Title: RDMA over Ethernet for Distributed Training at Meta Scale
Authors: Adithya Gangidi, Rui Miao, Shengbao Zheng, Sai Jayesh Bondu, Guilherme Goes, Hany Morsy, Rohit Puri, Mohammad Riftadi, Ashmitha Jeevaraj Shetty, Jingyi Yang, Shuqiang Zhang, Mikel Jimenez Fernandez, Shashidhar Gandham, Hongyi Zeng (Meta)
Scribe : Bang Huang (Xiamen University)
Introduction
The paper discusses Meta’s implementation of Remote Direct Memory Access over Converged Ethernet (RoCE) networks for distributed AI training. It addresses the challenges of building a high-performance, reliable network infrastructure to support the growing computational demands of AI models. However, building such a network is challenging due to high bandwidth and scalability need, characteristics of AI traffic, various congestions and limitations of the collective library. Overall, this paper provides a comprehensive overview of the design principles, including aspects of Network, Routing, Transport, and Operation. The insights provided in this paper may help the deployment of RDMA technology for AI applications for building high-performance, dedicated networks for distributed training.
Key idea and contribution
The paper shares Meta’s experiences of designing a robust network infrastructure to support large-scale artificial intelligence (AI) training. The authors designed a dedicated backend network called AI Zone for training, separate from the frontend network for data ingestion. This approach allows for independent evolution and scaling. They also developed a enhanced routing schemes based on ECMP, along with a centralized traffic engineering, and flowlet switching (refer to the original paper for details). Furthermore, they tuned DCQCN for various collectives and leveraged the receiver-driven traffic admission mechanism of collective library to manage congestion effectively. They found that roofline performance can be achieved by co-tuning of both collective library configuration as well as network configuration.
Evaluation
For routing, here is an experiment about testing the ECMP and QP scaling performance, it increases number of flows for hierarchical collectives through QP Scaling software feature in Collective Library. From the experiment results above, we can see that better performance can be achieved when using different scaling strategies, it achieves up to 40% improvement for AllReduce collective.

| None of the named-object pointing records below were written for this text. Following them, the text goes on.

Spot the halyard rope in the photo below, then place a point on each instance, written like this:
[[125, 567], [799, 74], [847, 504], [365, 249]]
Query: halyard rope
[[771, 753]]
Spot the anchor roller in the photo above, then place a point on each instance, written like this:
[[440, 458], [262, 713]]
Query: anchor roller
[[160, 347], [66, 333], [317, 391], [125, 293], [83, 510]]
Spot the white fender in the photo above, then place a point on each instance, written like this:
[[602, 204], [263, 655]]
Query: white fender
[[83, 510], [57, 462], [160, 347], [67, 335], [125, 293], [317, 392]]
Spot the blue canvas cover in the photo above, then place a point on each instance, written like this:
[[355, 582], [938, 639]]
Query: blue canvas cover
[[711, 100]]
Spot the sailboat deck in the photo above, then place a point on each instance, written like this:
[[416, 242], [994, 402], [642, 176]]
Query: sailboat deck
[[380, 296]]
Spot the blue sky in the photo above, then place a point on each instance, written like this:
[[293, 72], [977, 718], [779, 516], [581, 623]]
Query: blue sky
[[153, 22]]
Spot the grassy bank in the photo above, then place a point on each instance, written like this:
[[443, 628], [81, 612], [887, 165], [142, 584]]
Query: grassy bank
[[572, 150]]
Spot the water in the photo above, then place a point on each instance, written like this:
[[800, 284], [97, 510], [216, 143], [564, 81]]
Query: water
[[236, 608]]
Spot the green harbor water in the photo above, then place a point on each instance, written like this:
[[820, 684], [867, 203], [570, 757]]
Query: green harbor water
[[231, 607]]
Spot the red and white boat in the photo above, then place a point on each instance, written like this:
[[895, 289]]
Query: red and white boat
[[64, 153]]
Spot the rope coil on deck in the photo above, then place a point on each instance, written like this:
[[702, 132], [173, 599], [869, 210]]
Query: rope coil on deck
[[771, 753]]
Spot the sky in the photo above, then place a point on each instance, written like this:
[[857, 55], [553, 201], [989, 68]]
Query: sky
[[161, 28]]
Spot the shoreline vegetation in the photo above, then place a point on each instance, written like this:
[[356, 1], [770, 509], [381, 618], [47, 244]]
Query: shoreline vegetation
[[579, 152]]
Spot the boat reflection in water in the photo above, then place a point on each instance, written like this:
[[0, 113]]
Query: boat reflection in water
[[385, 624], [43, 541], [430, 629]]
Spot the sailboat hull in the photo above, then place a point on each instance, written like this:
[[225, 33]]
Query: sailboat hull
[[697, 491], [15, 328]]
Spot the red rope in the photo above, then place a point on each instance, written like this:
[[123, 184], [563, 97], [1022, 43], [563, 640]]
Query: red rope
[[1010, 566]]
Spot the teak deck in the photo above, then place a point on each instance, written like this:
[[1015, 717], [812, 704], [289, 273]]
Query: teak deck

The authors also conducted more experiments to show that optimal performance can be achieved by co-tuning network and collective, for more detailed statistics, please refer to the original paper.
Q&A
Q1: What is the rationale behind the tries of shallow buffer in ToR switches and deep buffer in Spine tier?
A1: Firstly, ToR switches, often white-box switches, allow for greater flexibility in managing traffic, such as separating control and data messages into different queues. Secondly, the granularity of the rack typically involves 16 GPUs. This setup minimizes the impact of back pressure, as any issue would only affect a small portion of the network.
Q2: Have you tried any other methods (besides ECMP and flowlet switching), and what are the major challenges behind them?
A2: It has the operational simplicity of something like ECMP, we can easily test it and then start to tune it. Other approaches maybe too hard and not all NIC vendors support them.
Q3: Whether multi-rail topology could alleviate the low performance issues associated with static routing.
A3: The static routing and all-reduce performance issues mainly arise due to operational reasons and bandwidth limitations. Multi-rail topologies can reduce latency by minimizing network hops, but the trade-offs didn’t justify the shift until reaching higher bandwidths like 400 Gbps.
Personal thoughts
This paper offers valuable insights into the design and operation of RoCE networks for AI training. I appreciate the detailed discussion on routing schemes and congestion control, which are critical for optimizing performance. However, the complexity of tuning these systems and the reliance on proprietary mechanisms pose challenges. Overall, the paper provides a comprehensive overview of Meta’s approach and its practical implications for large-scale AI training.